O coordenador do Comitê das Bacias Hidrográficas de Mato Grosso, Eliel Alves Ferreira, fez uma apresentação sobre as condições das 11 bacias hidrográficas do estado. Segundo Ferreira, os comitês são formados pelo governo, usuários e a sociedade civil.  

“Hoje, são 11 comitês implantados e trabalhando com recursos hídricos em suas áreas de abrangência. Eles estão divididos em 27 unidades de planejamento de gestão. Apesar disso, há um grande vazio de comitês, em parte do território mato-grossense, para a discussão direta dos recursos hídricos”, explicou Ferreira.  

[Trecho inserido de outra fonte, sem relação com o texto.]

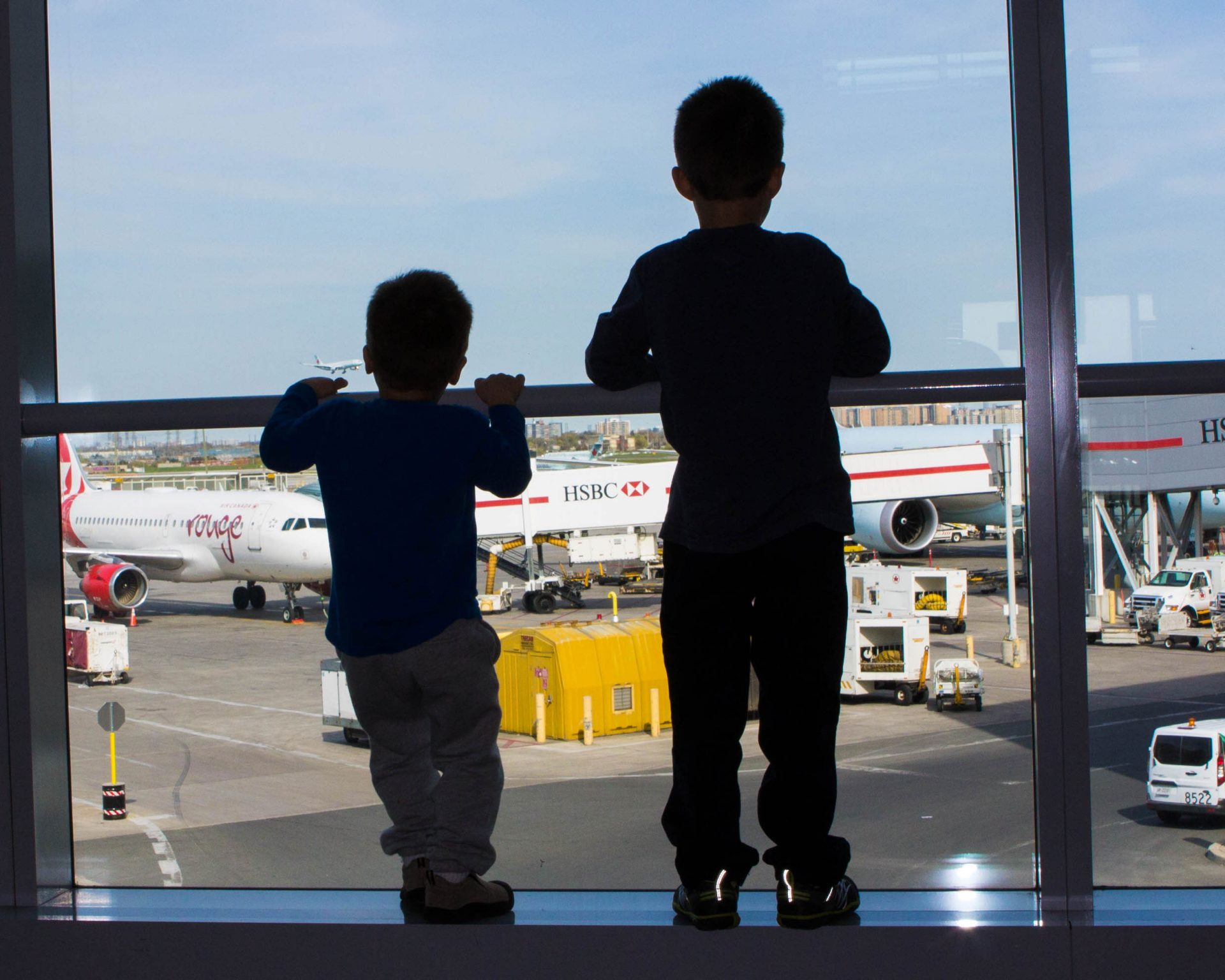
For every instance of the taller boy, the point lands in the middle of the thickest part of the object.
(744, 329)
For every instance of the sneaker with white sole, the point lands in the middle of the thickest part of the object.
(466, 901)
(803, 905)
(413, 893)
(709, 904)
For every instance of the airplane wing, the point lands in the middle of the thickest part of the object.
(166, 559)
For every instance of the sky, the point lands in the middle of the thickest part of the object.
(232, 179)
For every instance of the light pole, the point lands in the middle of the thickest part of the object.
(1004, 443)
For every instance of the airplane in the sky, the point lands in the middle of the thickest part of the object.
(115, 542)
(334, 367)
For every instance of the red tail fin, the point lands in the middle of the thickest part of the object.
(73, 480)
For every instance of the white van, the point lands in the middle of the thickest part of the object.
(1190, 587)
(1187, 769)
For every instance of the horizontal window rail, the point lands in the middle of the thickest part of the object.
(892, 389)
(913, 387)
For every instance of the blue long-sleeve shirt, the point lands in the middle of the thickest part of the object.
(744, 329)
(397, 480)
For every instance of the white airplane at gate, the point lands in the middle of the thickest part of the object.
(900, 495)
(115, 542)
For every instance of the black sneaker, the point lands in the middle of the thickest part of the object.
(711, 904)
(466, 901)
(412, 895)
(801, 907)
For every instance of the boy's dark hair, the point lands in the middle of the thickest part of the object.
(728, 138)
(417, 330)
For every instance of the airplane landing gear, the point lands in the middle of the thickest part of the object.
(250, 596)
(292, 612)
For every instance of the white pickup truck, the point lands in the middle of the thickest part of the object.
(1190, 587)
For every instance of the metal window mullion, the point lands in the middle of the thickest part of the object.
(1054, 511)
(37, 794)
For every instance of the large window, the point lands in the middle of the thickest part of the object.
(230, 748)
(232, 182)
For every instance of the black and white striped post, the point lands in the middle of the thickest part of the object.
(114, 794)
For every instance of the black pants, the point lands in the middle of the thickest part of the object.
(783, 608)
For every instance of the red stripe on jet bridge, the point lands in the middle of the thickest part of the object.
(1136, 444)
(880, 475)
(514, 503)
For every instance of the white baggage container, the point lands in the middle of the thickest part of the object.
(590, 549)
(887, 655)
(936, 595)
(96, 651)
(337, 704)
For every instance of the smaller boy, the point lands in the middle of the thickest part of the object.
(744, 329)
(397, 478)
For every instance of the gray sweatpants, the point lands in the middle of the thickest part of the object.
(433, 716)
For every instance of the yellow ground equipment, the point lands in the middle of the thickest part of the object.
(614, 664)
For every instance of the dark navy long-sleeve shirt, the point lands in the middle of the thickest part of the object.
(744, 329)
(397, 480)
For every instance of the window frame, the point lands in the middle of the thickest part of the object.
(36, 844)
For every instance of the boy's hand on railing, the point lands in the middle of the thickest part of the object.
(325, 387)
(499, 390)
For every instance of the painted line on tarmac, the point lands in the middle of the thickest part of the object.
(219, 701)
(230, 740)
(668, 773)
(172, 875)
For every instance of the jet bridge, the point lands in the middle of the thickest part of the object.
(1153, 473)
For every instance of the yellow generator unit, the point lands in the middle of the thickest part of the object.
(614, 664)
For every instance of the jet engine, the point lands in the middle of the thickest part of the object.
(896, 527)
(117, 587)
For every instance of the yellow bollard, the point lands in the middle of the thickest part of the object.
(540, 718)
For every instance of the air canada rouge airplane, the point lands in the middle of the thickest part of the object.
(115, 542)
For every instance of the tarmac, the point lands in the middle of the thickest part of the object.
(234, 782)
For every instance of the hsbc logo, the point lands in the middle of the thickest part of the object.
(582, 491)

Elias Ferreira afirmou que as 11 bacias hidrográficas incorporam cerca de 80% da população mato-grossense, ou seja, cerca de 3 milhões de habitantes. “As 11 bacias conseguem atingir uma quantidade representativa da população do estado. É um fórum colegiado que tem a capilaridade importante em relação à gestão de recursos hídricos”.  

De acordo com o coordenador, em Mato Grosso não se fala da política estadual de recursos hídricos, apesar de ter a Lei nº 11.088/2020 em vigor. “Temos um sistema que funciona com três elos, de quatro necessários. Isso é ineficaz. O Estado tem várias demandas para a discussão de meio ambiente, por isso precisamos ampliar o debate sobre as bacias hidrográficas”, disse Ferreira.  

O presidente da Comissão de Meio Ambiente, deputado Carlos Avallone (PSDB), afirmou que indústrias em Nebraska (um dos 50 estados dos Estados Unidos) pretendem se instalar em Mato Grosso. Os norte-americanos trabalham com equipamentos na área de recursos subterrâneos e de irrigação.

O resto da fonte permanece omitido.